The present invention compared with prior art has following beneficial effect:
1. protection blood vessel and inflammation-inhibiting reaction;
2. reach and prevent intracranial vessel in-stent restenosis;
3. blood vessel dilating function.
Brief description of the drawings
Fig. 1 is intracranial bracket for eluting medicament induction system structure chart;
Fig. 2 is intracranial bracket for eluting medicament one deck drug-loaded layer;
Fig. 3 is the multilayer drug-loaded layer of intracranial bracket for eluting medicament.
In figure:
Medicine 3, support matrix 4, one deck drug-loaded layer 5 and multilayer drug-loaded layer 6 that induction system 1, support 2, support carry.
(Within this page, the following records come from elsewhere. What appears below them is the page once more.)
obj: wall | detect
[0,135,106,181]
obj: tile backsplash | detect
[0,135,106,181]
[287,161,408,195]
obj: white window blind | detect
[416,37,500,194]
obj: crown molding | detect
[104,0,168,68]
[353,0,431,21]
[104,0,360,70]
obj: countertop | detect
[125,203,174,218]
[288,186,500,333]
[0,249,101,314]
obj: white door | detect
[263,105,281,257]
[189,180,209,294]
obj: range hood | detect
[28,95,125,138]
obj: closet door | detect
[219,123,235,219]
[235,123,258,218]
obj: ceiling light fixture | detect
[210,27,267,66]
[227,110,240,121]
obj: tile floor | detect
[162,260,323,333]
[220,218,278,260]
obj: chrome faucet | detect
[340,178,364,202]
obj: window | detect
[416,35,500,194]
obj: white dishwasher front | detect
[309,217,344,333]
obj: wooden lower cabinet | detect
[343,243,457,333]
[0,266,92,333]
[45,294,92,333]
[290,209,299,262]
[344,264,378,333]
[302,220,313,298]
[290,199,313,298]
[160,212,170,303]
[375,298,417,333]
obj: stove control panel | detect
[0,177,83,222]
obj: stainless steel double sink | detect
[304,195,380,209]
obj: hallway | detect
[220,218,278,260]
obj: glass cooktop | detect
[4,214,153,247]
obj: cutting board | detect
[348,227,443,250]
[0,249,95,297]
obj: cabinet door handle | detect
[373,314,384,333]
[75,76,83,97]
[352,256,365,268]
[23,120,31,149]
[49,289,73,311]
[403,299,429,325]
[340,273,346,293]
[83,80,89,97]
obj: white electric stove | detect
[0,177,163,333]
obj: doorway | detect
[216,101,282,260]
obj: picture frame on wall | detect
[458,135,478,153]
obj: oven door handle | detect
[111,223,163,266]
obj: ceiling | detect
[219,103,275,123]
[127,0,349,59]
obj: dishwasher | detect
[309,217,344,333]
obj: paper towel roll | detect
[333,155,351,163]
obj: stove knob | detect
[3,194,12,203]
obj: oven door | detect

Detailed description of the invention
Below by the drawings and specific embodiments, content of the present invention is further described:
Specific implementation method:
By adopting conventional bracket for eluting medicament manufacture method, take attached drug-loaded layer in support.Drug-loaded layer comprises active component.Described active component is cilostazol.Bracket for eluting medicament reaches lesion locations, after support expansion, prevents the restenosis in support by the active ingredient cilostazol of drug-loaded layer.Cilostazol is by suppressing phosphodiesterase 3, thereby the concentration of increase cyclic adenosine monophosphate reaches the effect of anticoagulant.Simultaneously, cilostazol has protective effect to blood vessel, its mechanism of action is as follows: 1) by promoting the activity of eNOS (eNOS), (NO is important vasodilator to rising nitric oxide (NO) concentration, can improve microcirculation, safeguarding vascular endothelial function, constructing in vascular homeostasis process and play an important role); 2) suppress biologically active pdgf, antithrombotic forms; 3) expression of inflammation-inhibiting medium (cytokine MCP-1, PDGF, TNF-α, adhesion molecule VCAM-1 etc.), avoids blood vessel endothelium inflammatory damage; 4) suppress monocytic and migrate, propagation (monocytic migrating, adhering to blood vessel and penetrating interior subcutaneous formation foam cell is atherosclerotic early lesion, suppresses this process and can protect endothelium, suppresses atherosclerosis).In addition, cilostazol, as selectivity phosphodiesterase iii inhibitor, can suppress phosphodiesterase iii in vascular smooth muscle, rising cAMP concentration, thus blood vessel dilating improves blood flow.Cilostazol is the first strong antiplatelet drug with blood vessel dilating effect in the world.Its mechanism of action is as follows: 1) exciting cAMP dependent protein enzyme, and this enzyme activates sarcolemmic calcium ion pump, causes calcium efflux, and intracellular calcium level declines, thus blood vessel dilating smooth muscle, vasodilator; 2) activate sodium/potassium ATP enzyme, promote efflux of K+ ions, cause film hyperpolarization, voltage dependent channel on film is closed, flow of calcium ions reduces, thus vasodilator; 3) dephosphorylation of enhancing myosin light chain kinase, because myosin light chain phosphorylation can make actomyosin be activated myosin ATPase, thereby causes smooth muscle contraction, removes the expansible vascular smooth muscle of Phosphation so strengthen.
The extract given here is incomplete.